On March 16, 2024, researchers from the Institute of Genetics and Developmental Biology of Chinese Academy of Sciences, the Institute of Metabolism and Integrative Biology of Fudan University, the Shenzhen Institutes of Advanced Technology of Chinese Academy of Sciences and other institutions published a research article in Nature Communications entitled “Maternal dietary fat during lactation shapes single nucleus transcriptomic profile of postnatal offspring hypothalamus in a sexually dimorphic manner in mice”.
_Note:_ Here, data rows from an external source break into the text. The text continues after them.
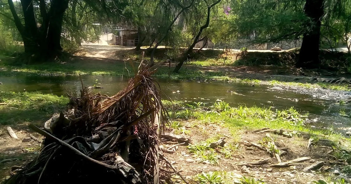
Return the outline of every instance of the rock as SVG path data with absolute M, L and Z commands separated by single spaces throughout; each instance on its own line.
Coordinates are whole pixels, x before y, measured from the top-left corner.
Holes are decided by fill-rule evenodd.
M 323 161 L 316 162 L 314 164 L 305 168 L 303 169 L 304 172 L 307 172 L 310 170 L 313 170 L 319 169 L 324 164 L 324 162 Z M 306 173 L 307 174 L 307 173 Z
M 310 81 L 311 82 L 318 82 L 318 80 L 317 80 L 317 77 L 312 77 L 310 79 Z
M 236 173 L 233 173 L 233 177 L 238 178 L 241 178 L 243 177 L 243 176 L 239 174 L 237 174 Z
M 273 51 L 282 51 L 282 48 L 276 45 L 274 47 L 271 48 L 270 50 Z
M 10 162 L 12 161 L 12 159 L 9 158 L 8 159 L 5 159 L 2 160 L 0 162 L 0 164 L 2 164 L 3 163 L 6 163 L 6 162 Z
M 245 165 L 243 166 L 241 168 L 241 173 L 244 174 L 250 174 L 250 170 L 249 170 L 247 167 Z
M 32 138 L 30 137 L 25 137 L 22 139 L 22 143 L 26 143 L 28 142 L 31 142 L 31 139 Z
M 292 174 L 291 173 L 288 172 L 283 172 L 283 174 L 284 176 L 289 176 L 290 178 L 293 178 L 295 177 L 295 175 L 293 174 Z
M 187 162 L 194 162 L 195 161 L 194 160 L 194 159 L 192 159 L 191 158 L 188 158 L 185 161 L 186 161 Z

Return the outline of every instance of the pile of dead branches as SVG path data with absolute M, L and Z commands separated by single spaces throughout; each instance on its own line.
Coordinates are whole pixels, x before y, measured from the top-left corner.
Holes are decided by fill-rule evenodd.
M 165 114 L 154 71 L 142 62 L 111 97 L 92 94 L 82 82 L 66 113 L 44 128 L 29 125 L 45 137 L 41 150 L 4 183 L 171 182 L 178 173 L 159 151 Z

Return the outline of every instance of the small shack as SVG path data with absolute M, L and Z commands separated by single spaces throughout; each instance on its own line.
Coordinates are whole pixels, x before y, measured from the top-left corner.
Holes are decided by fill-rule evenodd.
M 113 37 L 113 45 L 135 47 L 138 44 L 138 31 L 130 29 L 114 29 L 115 36 Z

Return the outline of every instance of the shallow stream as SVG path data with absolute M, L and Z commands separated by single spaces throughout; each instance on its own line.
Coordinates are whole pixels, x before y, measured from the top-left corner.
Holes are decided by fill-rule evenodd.
M 128 79 L 125 77 L 122 80 L 120 76 L 106 75 L 81 77 L 85 85 L 101 86 L 104 88 L 93 90 L 110 96 L 124 87 Z M 165 95 L 172 100 L 201 101 L 210 105 L 220 99 L 229 103 L 232 107 L 245 104 L 248 107 L 271 106 L 279 109 L 294 107 L 298 110 L 309 112 L 309 118 L 314 119 L 311 125 L 316 128 L 333 127 L 345 133 L 351 127 L 351 119 L 339 114 L 340 109 L 343 109 L 347 114 L 351 115 L 351 105 L 340 105 L 336 102 L 338 100 L 351 96 L 350 92 L 280 86 L 251 86 L 225 82 L 189 82 L 165 79 L 156 80 Z M 0 85 L 0 90 L 2 91 L 39 91 L 58 95 L 66 95 L 67 91 L 79 94 L 81 88 L 79 77 L 76 76 L 0 76 L 0 82 L 3 83 Z M 235 93 L 232 94 L 227 92 L 228 90 Z M 164 97 L 166 98 L 165 96 Z

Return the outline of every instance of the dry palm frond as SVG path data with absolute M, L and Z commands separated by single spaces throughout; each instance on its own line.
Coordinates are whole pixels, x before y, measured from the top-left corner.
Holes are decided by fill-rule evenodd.
M 92 94 L 82 82 L 80 97 L 70 97 L 73 113 L 61 113 L 57 123 L 69 118 L 69 123 L 55 127 L 53 135 L 38 128 L 46 136 L 42 150 L 5 183 L 149 183 L 175 174 L 159 169 L 159 160 L 164 160 L 158 145 L 165 114 L 151 77 L 155 70 L 142 62 L 138 69 L 111 97 Z M 98 145 L 92 141 L 97 135 Z

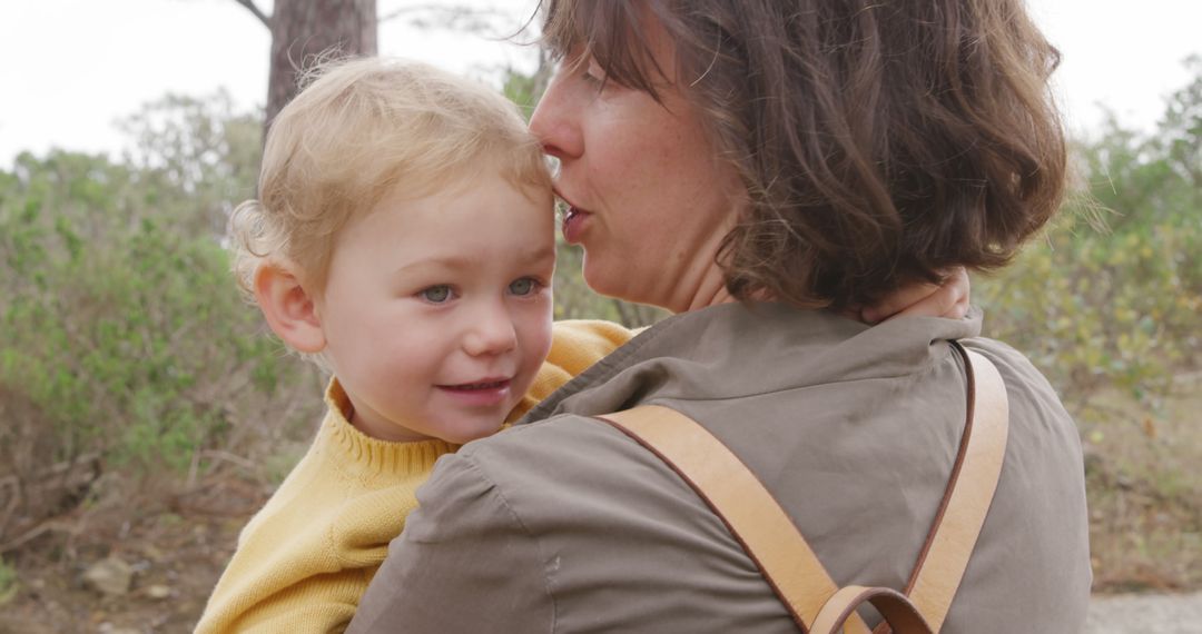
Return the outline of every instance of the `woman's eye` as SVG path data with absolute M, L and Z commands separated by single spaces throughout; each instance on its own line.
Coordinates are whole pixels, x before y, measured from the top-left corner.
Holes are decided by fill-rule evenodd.
M 538 282 L 530 277 L 522 277 L 520 280 L 513 280 L 510 282 L 510 293 L 525 297 L 538 289 Z
M 451 287 L 447 285 L 432 286 L 418 292 L 417 295 L 430 304 L 442 304 L 451 299 Z

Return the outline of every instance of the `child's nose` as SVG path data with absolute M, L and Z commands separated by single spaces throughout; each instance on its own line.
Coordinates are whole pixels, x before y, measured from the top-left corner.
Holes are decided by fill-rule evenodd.
M 464 349 L 472 357 L 500 354 L 518 345 L 513 321 L 505 310 L 490 310 L 477 317 L 464 337 Z

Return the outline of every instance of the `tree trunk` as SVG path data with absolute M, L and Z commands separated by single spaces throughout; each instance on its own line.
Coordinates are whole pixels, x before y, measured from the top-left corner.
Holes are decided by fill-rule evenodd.
M 297 76 L 319 55 L 376 54 L 376 0 L 275 0 L 270 28 L 264 126 L 296 96 Z

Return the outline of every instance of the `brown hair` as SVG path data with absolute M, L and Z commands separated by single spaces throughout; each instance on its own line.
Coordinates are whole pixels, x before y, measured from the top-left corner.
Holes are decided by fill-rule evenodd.
M 740 299 L 870 303 L 992 269 L 1052 216 L 1059 53 L 1022 0 L 545 0 L 559 55 L 683 86 L 748 190 L 719 263 Z M 657 68 L 657 19 L 677 68 Z M 674 74 L 673 74 L 674 73 Z

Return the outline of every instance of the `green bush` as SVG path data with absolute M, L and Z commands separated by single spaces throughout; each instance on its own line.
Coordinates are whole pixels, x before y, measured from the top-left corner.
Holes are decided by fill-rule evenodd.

Maternal overnutrition during lactation predisposes offspring to develop metabolic diseases and exacerbates the relevant syndromes in males more than females in later life. The hypothalamus is a heterogenous brain region that regulates energy balance. Here we combined metabolic trait quantification of mother and offspring mice under low and high fat diet (HFD) feeding during lactation, with single nucleus transcriptomic profiling of their offspring hypothalamus at peak lacation to understand the cellular and molecular alterations in response to maternal dietary pertubation. We found significant expansion in neuronal subpopulations including histaminergic (Hdc), arginine vasopressin/retinoic acid receptor-related orphan receptor β (Avp/Rorb) and agouti-related peptide/neuropeptide Y (AgRP/Npy) in male offspring when their mothers were fed HFD, and increased Npy-astrocyte interactions in offspring responding to maternal overnutrition. Our study provides a comprehensive offspring hypothalamus map at the peak lactation and reveals how the cellular subpopulations respond to maternal dietary fat in a sex-specific manner during development.